Glucose deprivation slowly depressed fEPSP amplitude (T1/2 [time to half amplitude] = 31.1 ± 3.3 min; Figure 6A, open circles) (Fowler, 1993; Schurr et al., 1988). In 2-OH, glucose deprivation caused a significantly faster decline of fEPSPs (T1/2 = 15.0 ± 1.4 min, p < 0.001; Figure 6A, filled circles), with poorer recovery compared to glucose deprivation alone. fEPSP traces from corresponding time points are shown in Figure 6B. The depression of fEPSP by inhibiting sAC with 2-OH was rescued by the addition of exogenous lactate (5 mM) (T1/2 = 23.4 ± 1.9 min; + 2-OH: T1/2 = 22.1 ± 2.3 min, p > 0.05; Figure 6C). fEPSP traces from corresponding time points are
shown in Figure 6D. selleck chemicals These data suggest that aglycemia stimulates the sAC-dependent breakdown Doxorubicin datasheet of glycogen in astrocytes, leading to the generation and release of lactate to provide an energy substrate for neurons to maintain synaptic function. Here we report a mechanism in brain metabolic coupling in which astrocytes respond to an increase in [K+]ext or aglycemia by the activation
of HCO3−-sensitive sAC, an enzyme that is abundantly expressed in these cells within the brain. sAC activation leads to an increase in intracellular cAMP, which, in turn, triggers glycogen breakdown within astrocytes and the subsequent generation and release of lactate so that neurons are provided with additional energy substrates (see Figure 7 diagram). Our data show that this mechanism is recruited to help meet energy demand and maintain synaptic operation during moderate K+ challenges and during drastic reduction in levels of glucose, the brain’s most important fuel. With respect to K+ handling, our data show that the ability of astrocytes to respond to small changes in [K+]ext goes beyond the simple maintenance of ionic PAK6 homeostasis to which astrocytes are prescribed and instead reflects a broader functional significance in the coordination of energy utilization in the brain. K+-mediated HCO3− entry and sAC activation represent an elegant solution of detecting
the needs of neurons by virtue of the fact that action potentials and synaptic potentials require new fuel substrates to supply energy production required for Na+/K+ ATPase activity (Alle et al., 2009; Attwell and Laughlin, 2001).
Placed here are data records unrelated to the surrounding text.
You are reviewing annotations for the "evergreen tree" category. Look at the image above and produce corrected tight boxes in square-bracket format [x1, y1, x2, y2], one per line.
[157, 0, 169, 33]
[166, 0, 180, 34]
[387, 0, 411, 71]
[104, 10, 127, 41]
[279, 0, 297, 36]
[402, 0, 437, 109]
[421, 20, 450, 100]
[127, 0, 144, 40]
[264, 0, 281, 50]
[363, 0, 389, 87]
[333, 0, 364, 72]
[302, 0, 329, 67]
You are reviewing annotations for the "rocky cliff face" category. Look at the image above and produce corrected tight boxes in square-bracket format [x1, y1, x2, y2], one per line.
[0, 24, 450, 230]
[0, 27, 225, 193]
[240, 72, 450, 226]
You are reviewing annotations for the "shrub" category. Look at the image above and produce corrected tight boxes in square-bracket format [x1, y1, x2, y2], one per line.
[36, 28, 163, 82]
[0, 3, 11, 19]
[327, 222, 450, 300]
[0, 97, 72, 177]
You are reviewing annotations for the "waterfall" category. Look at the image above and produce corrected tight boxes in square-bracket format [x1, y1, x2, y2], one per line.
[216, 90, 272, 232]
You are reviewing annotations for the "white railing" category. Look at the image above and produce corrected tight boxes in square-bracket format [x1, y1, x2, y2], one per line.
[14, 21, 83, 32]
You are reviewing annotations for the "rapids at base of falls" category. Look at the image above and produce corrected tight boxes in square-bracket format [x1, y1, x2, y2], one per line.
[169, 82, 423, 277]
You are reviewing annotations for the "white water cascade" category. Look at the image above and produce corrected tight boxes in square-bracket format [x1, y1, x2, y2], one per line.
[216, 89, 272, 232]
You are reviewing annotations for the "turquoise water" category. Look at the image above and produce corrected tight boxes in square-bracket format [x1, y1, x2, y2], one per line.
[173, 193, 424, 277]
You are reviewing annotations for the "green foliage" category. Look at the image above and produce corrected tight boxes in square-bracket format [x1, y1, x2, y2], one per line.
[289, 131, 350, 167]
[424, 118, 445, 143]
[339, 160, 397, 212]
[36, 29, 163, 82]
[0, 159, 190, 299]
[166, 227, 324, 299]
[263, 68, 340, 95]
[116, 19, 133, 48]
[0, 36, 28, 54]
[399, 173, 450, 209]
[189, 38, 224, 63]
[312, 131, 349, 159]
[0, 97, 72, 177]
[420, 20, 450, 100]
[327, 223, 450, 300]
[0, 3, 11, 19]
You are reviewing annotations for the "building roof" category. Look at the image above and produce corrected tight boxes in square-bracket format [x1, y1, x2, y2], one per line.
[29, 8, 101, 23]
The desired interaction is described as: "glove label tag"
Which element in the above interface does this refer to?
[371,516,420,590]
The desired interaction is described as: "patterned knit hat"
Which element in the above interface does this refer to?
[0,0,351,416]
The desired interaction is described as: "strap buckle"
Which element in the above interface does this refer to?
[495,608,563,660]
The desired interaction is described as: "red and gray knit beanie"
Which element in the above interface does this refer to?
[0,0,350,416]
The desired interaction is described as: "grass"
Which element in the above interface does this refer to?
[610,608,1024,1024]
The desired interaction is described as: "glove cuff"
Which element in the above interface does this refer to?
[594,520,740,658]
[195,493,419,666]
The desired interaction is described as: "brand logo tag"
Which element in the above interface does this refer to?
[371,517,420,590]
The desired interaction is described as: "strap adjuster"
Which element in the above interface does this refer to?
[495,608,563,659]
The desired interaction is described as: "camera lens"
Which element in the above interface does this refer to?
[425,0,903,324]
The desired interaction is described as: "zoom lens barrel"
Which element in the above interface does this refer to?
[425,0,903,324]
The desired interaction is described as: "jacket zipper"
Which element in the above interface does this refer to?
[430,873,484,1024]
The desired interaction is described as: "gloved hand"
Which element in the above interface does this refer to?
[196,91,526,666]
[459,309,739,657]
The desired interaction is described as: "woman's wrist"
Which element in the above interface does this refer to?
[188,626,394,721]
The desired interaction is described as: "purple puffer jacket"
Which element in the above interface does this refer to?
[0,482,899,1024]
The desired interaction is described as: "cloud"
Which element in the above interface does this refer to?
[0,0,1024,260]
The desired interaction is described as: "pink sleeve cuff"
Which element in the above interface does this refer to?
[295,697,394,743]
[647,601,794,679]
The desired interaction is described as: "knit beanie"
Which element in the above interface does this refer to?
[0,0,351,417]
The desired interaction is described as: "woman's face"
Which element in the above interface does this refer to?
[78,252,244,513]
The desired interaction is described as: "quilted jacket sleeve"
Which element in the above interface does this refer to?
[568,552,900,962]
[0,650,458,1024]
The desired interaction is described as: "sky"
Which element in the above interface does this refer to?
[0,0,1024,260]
Elevation in intracellular free [Ca2+] in astrocytes is unlikely to have a role in K+-triggered metabolic coupling because the EC50 of calcium for sAC activation is 750 μM (Litvin et al., 2003), well above normal elevations in [Ca2+]i used for cell signaling. We did not detect calcium signals in astrocytes when 10 mM K+ was bath applied (Figure S5). In addition, the threshold for [K+]ext to evoke an elevation in [Ca2+]i in astrocytes is approximately 25 mM (Duffy and MacVicar, 1994), much higher than the 5–10 mM used here.